Alberta Health Services recommande un dépistage par mammographie tous les deux ans pour les femmes de 45 à 74 ans ne présentant pas de symptômes. Mais des études montrent que les femmes noires sont plus susceptibles d’être diagnostiquées avec un cancer du sein à un âge plus jeune, souvent en dehors des périodes de dépistage standard.
Une étude de cohorte rétrospective multicentrique en Uruguay a examiné les caractéristiques cliniques et les résultats à long terme chez de jeunes femmes atteintes d’un cancer du sein.
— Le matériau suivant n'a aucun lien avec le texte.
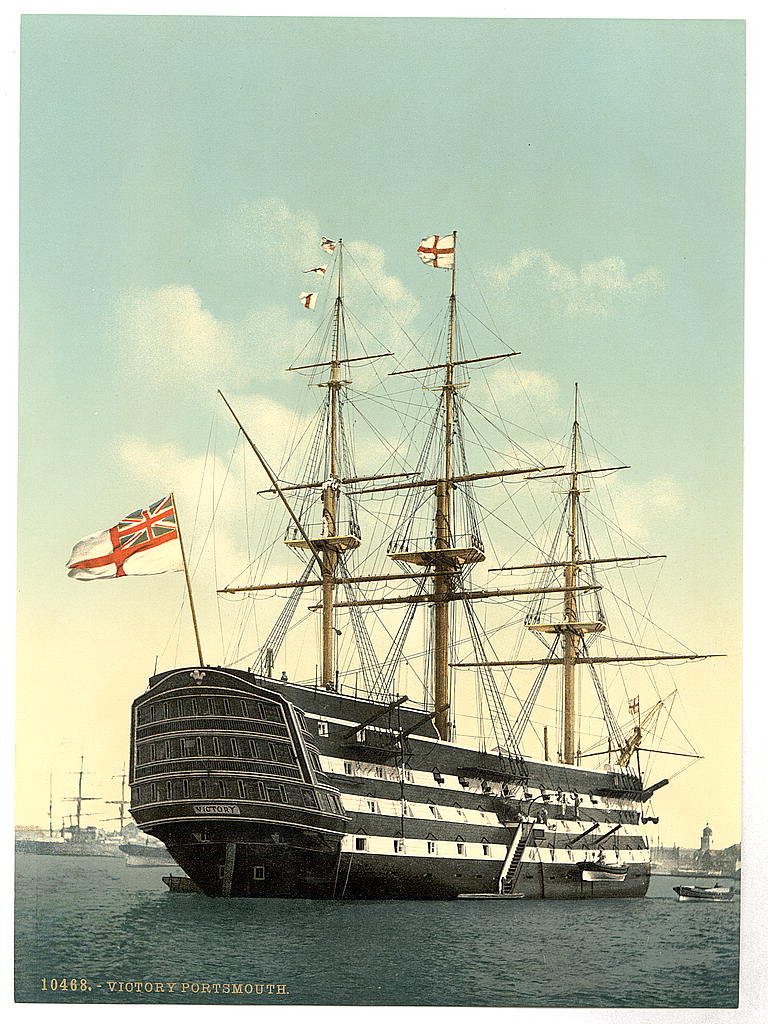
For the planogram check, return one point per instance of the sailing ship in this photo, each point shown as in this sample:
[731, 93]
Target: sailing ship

L’étude incluait des femmes âgées de 18 à 40 ans diagnostiquées d’un cancer du sein invasif entre 2006 et 2024 dans deux centres publics de référence. Au total, 267 patientes ont été incluses, avec un âge moyen au diagnostic de 34,8 ans.
Le carcinome canalaire invasif était l’histologie prédominante (85,8%), avec une forte proportion de tumeurs de grade III (39,3%). Le sous-type biologique le plus fréquent était luminal (48,8%), suivi des tumeurs HER2-positives (27,7%) et des tumeurs triple négatives (17,2%). Le stade II était le plus fréquent (40,4%), tandis que 28,7% des patientes se présentaient avec une maladie au stade III. La mastectomie radicale modifiée était l’intervention chirurgicale la plus réalisée (38,2%).
Avec un suivi médian de 52,3 mois, la survie globale estimée était de 84,8% à 5 ans et de 80,9% à 10 ans. Les résultats de survie différaient significativement selon le stade clinique mais pas selon le sous-type biologique. Ces résultats soulignent l’importance de stratégies de détection précoce et d’un accès équitable à des soins conformes aux recommandations dans les pays à revenu intermédiaire.
À l’échelle mondiale, le cancer du sein chez les jeunes femmes représente environ 10-15% de l’ensemble des cas, bien que cette proportion varie selon la région géographique et la structure d’âge de la population. Des études en population et des revues systématiques ont rapporté que 20-27% des cas de cancer du sein en Amérique latine sont diagnostiqués chez des femmes de moins de 45 ans, soit près du double de la proportion observée dans les pays à revenu élevé. Les registres nationaux du cancer de pays tels que le Brésil, la Colombie, le Costa Rica et l’Équateur confirment ce schéma et décrivent une augmentation progressive de l’incidence et de la mortalité chez les jeunes femmes.
Le cancer du sein chez les jeunes femmes est associé à des caractéristiques plus agressives, notamment une prévalence plus élevée des sous-types triple négatif et HER2-positif, un grade histologique plus élevé, une prolifération tumorale accrue et une plus grande proportion de maladies à un stade avancé au diagnostic. Les femmes de moins de 40 ans ont une survie globale et une survie sans maladie moins bonnes que les patientes plus âgées, même au sein des mêmes sous-types moléculaires, avec un risque de récidive particulièrement accru dans les tumeurs positives aux récepteurs hormonaux. Ce groupe présente une prévalence plus élevée de mutations germinales dans des gènes de prédisposition au cancer, tels que BRCA1 et BRCA2, soulignant l’importance des tests génétiques et des stratégies de réduction du risque pour les patientes comme pour leurs familles.